La vanité de Sabine sauta sur cette phrase pour s’évader du blâme qu’elle sentait dans sa vieille amie :

— Vous croyez, Grand’Mère ? Vous pensez que je vaux quelque chose ? que je ne suis pas n’importe qui ? Alors, je pourrai peut-être jouer un petit rôle dans le monde, épouser un jeune homme distingué, me tenir dans un salon…

— Sotte que tu es, pauvre Sabine ! Est-ce que la valeur est condition du rang social ? Dans les hautes classes comme dans le peuple, il y a des êtres supérieurs moralement et d’autres sans noblesse. L’éducation mondaine est une chose, le cœur de l’homme en est une autre. Le cœur humain est souvent plus beau dans le peuple. II a aussi de magnifiques spécimens dans ceux qu’on nomme les riches. Il n’y a pas d’apparences que tu puisses entrer dans cette dernière catégorie sociale par ce qu’on appelle un beau mariage. Mais je puis te certifier que là, ou ailleurs, tu ne trouveras pas mieux, quant à la valeur morale, que le grand Henri.

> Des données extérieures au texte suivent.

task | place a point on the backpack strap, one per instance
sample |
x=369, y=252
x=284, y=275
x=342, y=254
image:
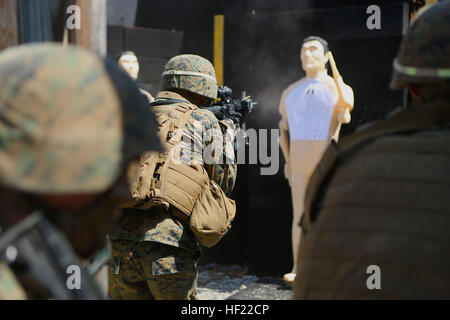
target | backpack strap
x=409, y=121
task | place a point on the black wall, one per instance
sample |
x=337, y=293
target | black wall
x=262, y=43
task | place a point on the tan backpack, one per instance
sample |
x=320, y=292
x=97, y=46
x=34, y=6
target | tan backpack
x=161, y=181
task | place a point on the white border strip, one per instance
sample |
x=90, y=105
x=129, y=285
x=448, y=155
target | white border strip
x=189, y=73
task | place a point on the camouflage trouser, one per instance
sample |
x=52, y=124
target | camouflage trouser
x=148, y=270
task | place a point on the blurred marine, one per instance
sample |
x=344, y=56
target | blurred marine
x=70, y=123
x=377, y=212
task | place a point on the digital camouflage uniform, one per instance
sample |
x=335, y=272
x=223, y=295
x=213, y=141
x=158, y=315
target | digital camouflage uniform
x=155, y=255
x=70, y=122
x=380, y=198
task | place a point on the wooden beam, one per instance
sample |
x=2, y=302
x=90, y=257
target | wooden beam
x=92, y=34
x=219, y=28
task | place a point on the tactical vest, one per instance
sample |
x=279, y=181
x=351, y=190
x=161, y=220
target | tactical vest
x=185, y=189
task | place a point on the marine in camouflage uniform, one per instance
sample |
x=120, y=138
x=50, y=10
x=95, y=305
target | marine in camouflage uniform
x=380, y=198
x=70, y=123
x=155, y=254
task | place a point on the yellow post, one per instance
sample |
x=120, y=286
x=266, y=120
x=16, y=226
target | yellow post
x=219, y=23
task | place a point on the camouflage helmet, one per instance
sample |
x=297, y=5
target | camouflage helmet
x=69, y=121
x=191, y=73
x=425, y=50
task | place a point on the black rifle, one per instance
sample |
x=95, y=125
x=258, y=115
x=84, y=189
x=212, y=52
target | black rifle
x=236, y=110
x=39, y=255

— Mais ce château que je vois toujours, Grand’Mère, de quoi est-il signe ?

— De ta manie des grandeurs, tout simplement, ma fille.

— Ah ! moi, il me semble que je ne moisirai pas dans le monde ouvrier ; mon rêve était trop net, trop vif, trop troublant…

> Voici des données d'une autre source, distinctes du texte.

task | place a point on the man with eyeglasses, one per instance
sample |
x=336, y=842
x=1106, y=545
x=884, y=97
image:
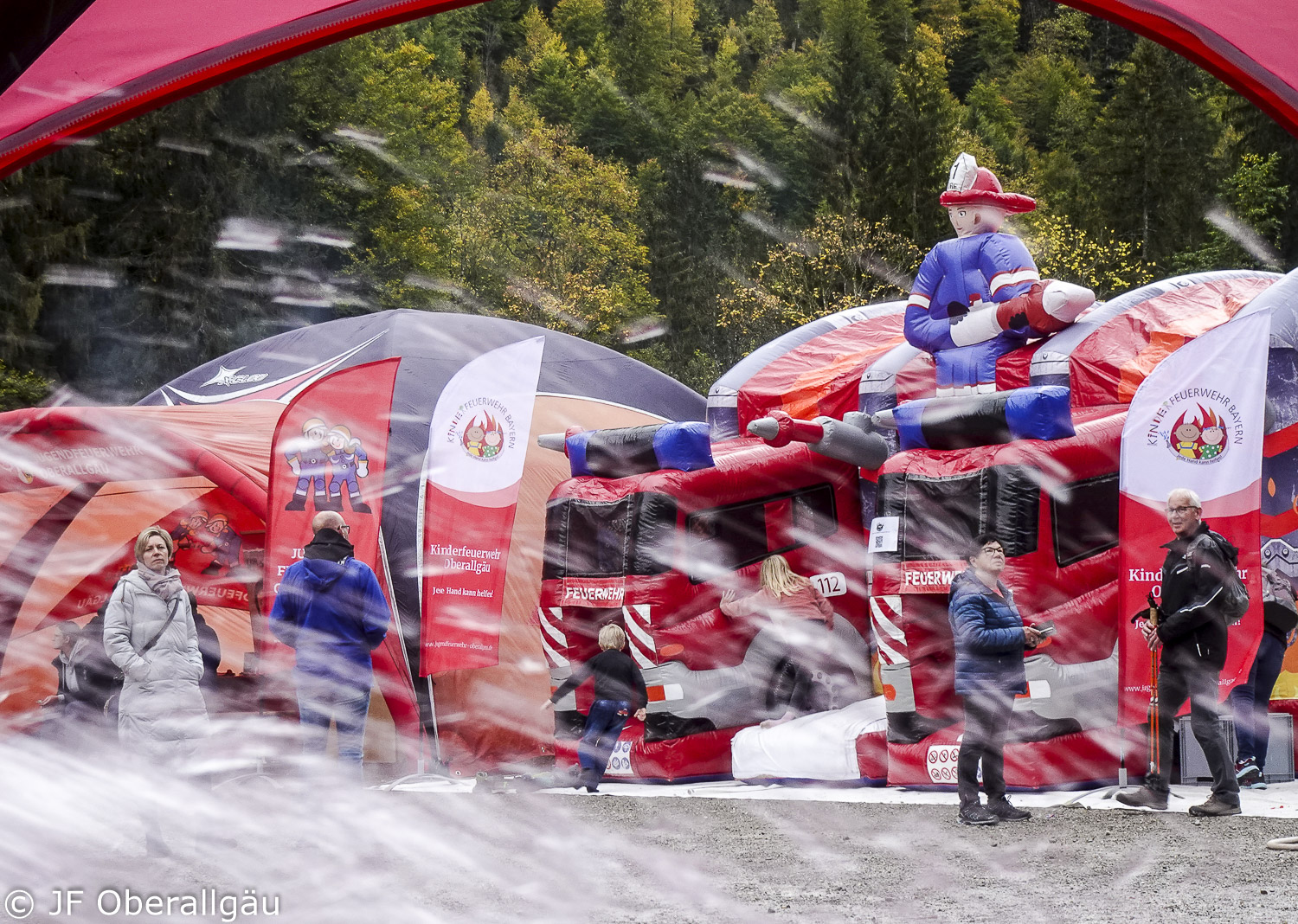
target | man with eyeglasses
x=331, y=612
x=1192, y=635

— Et tu ne regrettes pas du tout ce fier jeune homme que tu as cruellement blessé ?

Alors Sabine, au lieu de répondre, s’effondra sur la table de la cuisine et sanglota longtemps.

La Grand’Mère la regarda avec une expression déchirante, brûlant, eût-on dit, de la prendre dans ses bras pour la consoler, Mais, décidément, non ! Et elle se retira sans bruit vers le cagibi pour la laisser pleurer à son aise.